Hero Image

Pay cuts, job losses may lead to defaults on unsecured loans

Mumbai: Banks may see an increase in defaults on unsecured loans by individuals in the wake of the Covid-19 outbreak, which has led to salary cuts and even job losses, said analysts.

Loans to individuals, including personal, housing and vehicle loans, account for 28% of the total non-food credit at present, having grown 17% year on year.

That’s more than double the 7.3% growth in overall non-food credit, which is languishing at near 58-year lows.

Significantly, the contribution of individual loans to bank credit is twice the 14% it was at the time of the 2008 global financial crisis. Bank credit growth is much slower than the 18.1% in 2008. Defaults or slowdown in this segment could, therefore, derail the already anaemic credit growth, said analysts.

“There will be an impact no doubt. The question is to what extent. Almost all sectors have been hit because of this unprecedented crisis and jobs and salaries will be hit,” said Prakash Agarwal, head — financial institutions at India Ratings & Research. “Besides, banks and NBFCs will focus all their attention on collections after the moratorium is lifted, which means growth will be very negligible for the next three months at least.”

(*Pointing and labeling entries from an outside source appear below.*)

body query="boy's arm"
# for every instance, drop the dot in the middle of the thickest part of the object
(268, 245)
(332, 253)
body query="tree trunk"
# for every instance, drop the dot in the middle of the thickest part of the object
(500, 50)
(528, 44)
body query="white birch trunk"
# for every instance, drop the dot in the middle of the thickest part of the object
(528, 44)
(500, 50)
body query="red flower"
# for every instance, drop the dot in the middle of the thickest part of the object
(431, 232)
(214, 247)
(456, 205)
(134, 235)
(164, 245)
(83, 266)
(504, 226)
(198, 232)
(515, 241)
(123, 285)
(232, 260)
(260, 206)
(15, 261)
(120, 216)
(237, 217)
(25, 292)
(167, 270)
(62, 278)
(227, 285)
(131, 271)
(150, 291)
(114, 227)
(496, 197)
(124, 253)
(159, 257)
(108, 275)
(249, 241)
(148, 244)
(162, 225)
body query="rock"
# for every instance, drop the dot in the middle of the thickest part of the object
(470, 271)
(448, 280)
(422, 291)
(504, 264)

Banks have offered customers a moratorium on payment of loan instalments for three months starting March. However, customers will have to pay back additional interest on them. It is unclear as to how many customers have opted for it.

Analysts said that besides the threat of defaults banks will also have to deal with a sharp slowdown in consumption which will impact demand for credit cards, and personal and vehicle loans. “We may see either the outstanding amount on credit cards stay where it is or come down. People will try to curtail spending, and though it is too early to judge the impact, we expect the self-employed to bear a larger hit than the salaried class,” said Karthik Srinivasan, group head — financial sector ratings at Icra.

According to some analysts, India’s retail sector is still not leveraged to the extent that it will have a massive impact. “Unless you assume that Covid-19 will structurally alter the labour market and some will permanently become unemployed (which to my view is extreme), most will come back to the employment market, start working again and pay off the dues,” said Suresh Ganapathy, analyst at Macquarie Capital Securities.